Она уходит, а я иду к Эмке. Мне придется испачкать сапоги. Прямо у основания дома есть полоска асфальта, именно на ней и расположилась Эмка со своими ветками.
– Привет! – говорю я громко и действительно, как мне кажется, приветливо. Эмка не реагирует.
– Эй, я к тебе обращаюсь!
Все еще сидя на корточках, Эмка поворачивается и поднимает на меня взгляд.
– Что тебе нужно?
Я подхожу еще ближе и возвышаюсь прямо над ней. Мы с Башней буквально зажали ее между собой.
– А тебе?
Она смотрит искоса и продолжает сидеть.
– О чем ты?
– Она тебя обманула, унизила, обворовала, в грош не ставила твои чувства, а ты ей елки с игрушками таскаешь?
Эмка оставляет ветки в покое, медленно поднимается и поворачивается ко мне. Я вижу каждую затяжку на ее полосатом шарфе, различаю блестки, осыпавшиеся с век на щеки, вижу трещины на ее затертой кожанке.
– Ты ничего не знаешь, – отвечает она.
Примерно такого диалога я и ожидала, поэтому не сдаюсь.
– Ну так просвети меня. А то все что-то знают, что-то видели, что-то слышали, кроме меня, дуры непутевой. Расскажи, будь так любезна. Глядишь, вместе будем тут памятник ей вытесывать.
Эмка молчит, кривит губы, будто удерживаясь от плевка, и мерит меня взглядом. На моем лице – насмешливая улыбочка.
– Так я и думала, дорогая. Ни хрена ты не знаешь, просто внимание решила привлечь. Хайпануть на Аринкиной смерти. Это я ее лучшая подруга и останусь ею на веки вечные, хоть ты целый еловый лес тут посади. Я, а не ты в центре внимания. Ко мне приходят за ответами – и Аринкины родные, и ее друзья, и ее враги.
Я слышу, как она начинает дышать чаще. Словно еще мгновение – и гнев превратит ее в дракона, пышущего огнем.
– Я знаю все: что она чувствовала, что она думала, что она планировала, о чем мечтала… Все! А ты тут просто говоришь пафосные фразы и нагнетаешь атмосферу, пытаясь привлечь внимание к своей никудышной особе. Но мой тебе совет: лучше попробуй сделать это проверенным способом: набухайся в клубе и раскрути над головой лифчик!
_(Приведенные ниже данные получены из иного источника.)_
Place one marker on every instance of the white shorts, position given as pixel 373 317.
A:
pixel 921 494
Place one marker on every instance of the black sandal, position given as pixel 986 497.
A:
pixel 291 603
Я поворачиваюсь и иду прочь, но через мгновение дожидаюсь нужного эффекта. Эмка кричит мне вслед:
– Я была с ней на этом балконе!
Мои губы расплываются в улыбке, я останавливаюсь и не тороплюсь поворачиваться, беру эмоции под контроль. Я знала это, дорогая, я знала.
В тот день Эмка увидела Аринку на аллейке, разделяющей боулинг с его парковкой и дорогу – проспект Октября. Эмка сидела на скамейке со своими подружками, было уже поздно, около девяти вечера. Она заметила Аринку еще издалека – ее силуэт: стройные ножки в сапогах на высоком каблуке, облегающая курточка, длинные волосы, нервная походка.
Она уже почти прошла мимо – по направлению к Башне, когда Эмка решила ее окликнуть.
Аринка остановилась, удивленно вглядываясь в компанию незнакомых ей девиц. Эмка выступила вперед, и та ее узнала.